Section 4.2. AUTHORITY; NO CONFLICT; REQUIRED FILINGS AND CONSENTS.
(a) Xxxxxx'x and Merger Sub have all requisite corporate power and
authority to enter into this Agreement and the Stockholder Support Agreements
to which each is a party and to consummate the transactions contemplated by
this Agreement and the Stockholder Support Agreements. The execution and
delivery of this Agreement and the Stockholder Support Agreements and the
consummation of the transactions contemplated by this Agreement and the
Stockholder Support Agreements by Xxxxxx'x and Merger Sub have been duly
authorized by all necessary corporate action on the part of Xxxxxx'x and Merger
Sub.

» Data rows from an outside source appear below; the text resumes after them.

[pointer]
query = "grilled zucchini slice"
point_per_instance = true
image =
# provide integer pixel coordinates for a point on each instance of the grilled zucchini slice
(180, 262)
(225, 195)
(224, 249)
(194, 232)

This Agreement and the Stockholder Support Agreements have been duly
executed and delivered by Xxxxxx'x and Merger Sub (as applicable) and
constitute the valid and binding obligations of Xxxxxx'x and Merger Sub (as
applicable), enforceable against each of them in accordance with their terms.
24
(b) Other than or as disclosed in Section 4.2(b) of the Xxxxxx'x
Disclosure Schedule, the execution and delivery of this Agreement and the
Stockholder Support Agreements by Xxxxxx'x and Merger Sub (as applicable) does
not, and the consummation of the transactions contemplated by this Agreement
and the Stockholder Support Agreements will not, (i) conflict with, or result
in any violation or breach of, any provision of the Certificate of
Incorporation or Bylaws of Xxxxxx'x or the comparable charter or organizational
documents of any of its Subsidiaries, (ii) result in any violation or breach
of, or constitute (with or without notice or lapse of time, or both) a default
(or give rise to a right of termination, cancellation or acceleration of any
obligation or loss of any material benefit) under, or require a consent or
waiver under, any of the terms, conditions or provisions of any note, bond,
mortgage, indenture, lease, contract or other agreement, instrument or
obligation to which Xxxxxx'x or any of its Subsidiaries is a party or by which
any of them or any of their properties or assets may be bound, or (iii) subject
to the governmental filings and other matters referred to in Section 4.2(c),
conflict with or violate any permit, concession, franchise, license, judgment,
order, decree, statute, law, ordinance, rule or regulation applicable to
Xxxxxx'x or any of its Subsidiaries or any of its or their properties or
assets, except in the case of clauses (ii) and (iii) for any such conflicts,
violations, defaults, terminations, cancellations or accelerations which
(x) are not, individually or in the aggregate, reasonably likely to have a
Xxxxxx'x Material Adverse Effect or (y) would not impair or delay the
consummation of the Merger.
(c) No consent, approval, order or authorization of, or registration,
declaration or filing with, any Governmental Entity is required by or with
respect to Xxxxxx'x or any of its Subsidiaries in connection with the execution
and delivery of this Agreement or the consummation of the transactions
contemplated hereby or thereby, except for (i) the filing of the pre-merger
notification report under the HSR Act and any similar statute, rule or
regulation of any Foreign Jurisdiction, (ii) the filing of the Articles of
Merger with respect to the Merger with the Secretary of State of the State of
Nevada, (iii) any approvals and filing of notices required under the Xxxxxx'x
Gaming Laws (as defined in Section 4.6) or the Showboat Gaming Laws, (iv) such
consents, approvals, orders, authorizations, permits, filings, or registrations
related to, or arising out of, compliance with statutes, rules or regulations
regulating the consumption, sale or serving of alcoholic beverages, (v) such
consents, approvals, orders, authorizations, registrations, declarations and
filings as may be required under applicable state securities laws and the
securities laws of any Foreign Jurisdiction, (vii) the approvals required from
the Australian Securities Commission (with respect to compliance with the
Australian Corporations Law) and the Australian Foreign Investment Review
Board, (viii) such immaterial filings and consents as may be required under any
environmental health or safety law or regulation pertaining to any
notification, disclosure or required approval triggered by the Merger or the
transactions contemplated by this Agreement, and (ix) such other filings,
consents, approvals, orders, registrations and declarations as may be required
under the laws of any jurisdiction in which the Company or any of its
Subsidiaries conducts any business or owns any assets the failure of which to
obtain would not have a Xxxxxx'x Material Adverse Effect.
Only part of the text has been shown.